Slow and Steady: Sumi’s Rise from Poverty
Sumi and her young family live near the Durganagar Railway Line slum community in Kolkata India. While Sumi’s husband works in the events industry, supplying decorations for parties and other celebrations, his income is low and inconsistent.
In an effort to supplement his earnings and provide for their four-year-old daughter, Sumi found a job at Kolkata City Mission (KCM), one of Partners Worldwide’s Local Community Institutions (LCI) in the city.
She began to work as a teacher in KCM’s Informal Education Center program, which educates children from slum communities who are often denied access to formal education.
While working, Sumi became familiar with the other programs KCM offers, especially those designed to equip and empower women. Inspired to further develop her vocational skills and continue growing her family’s income, Sumi enrolled in KCM’s tailoring course. For six months, she improved her sewing skills alongside a supportive community of women who also desired to positively impact their families’ futures.
As the course came to a close, Sumi realized she wasn’t ready for it to end; she wanted to continue her education and further expand her economic options. So, she registered for a Microbusiness Training course through KCM that utilizes the Partners Worldwide curriculum.
It was in this course that Sumi was free to imagine a different future—one that combined her newly acquired tailoring skills with her growing business acumen, and that had the potential to lift her family out of poverty for good.

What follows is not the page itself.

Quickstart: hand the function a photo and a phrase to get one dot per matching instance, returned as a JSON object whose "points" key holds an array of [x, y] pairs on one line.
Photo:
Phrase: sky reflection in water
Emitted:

Equipped with her intrinsic work ethic, determination, and connections in the community, Sumi conducted market research in her neighborhood and discovered the need for well-made nightwear.
She started small, purchasing enough material to make a few outfits and then bringing them to local shops to sell. As she built her reputation, she networked with more retailers and eventually became the main supplier of nightwear for the local marketplace—so much so, that orders were too much for her to handle on her own!
Through her connections to KCM, Sumi hired three more women who also completed the tailoring course.
To keep up with the rapid growth, Sumi's husband began assisting her by helping with marketing and materials procurement.
Sumi’s perseverance and dedication as a mother, teacher, learner, and business owner have caused a ripple effect of opportunity for herself and those around her. She has broken the cycle of generational poverty for her family, a remarkable feat that few in Kolkata’s slums achieve. And through employing three other women, she has given them the chance to do the same for their own families, too.
In the grueling fight against systemic poverty, slow and steady may not always win the race, but it enables women like Sumi to be strong contenders—changing the narrative of poverty one family at a time.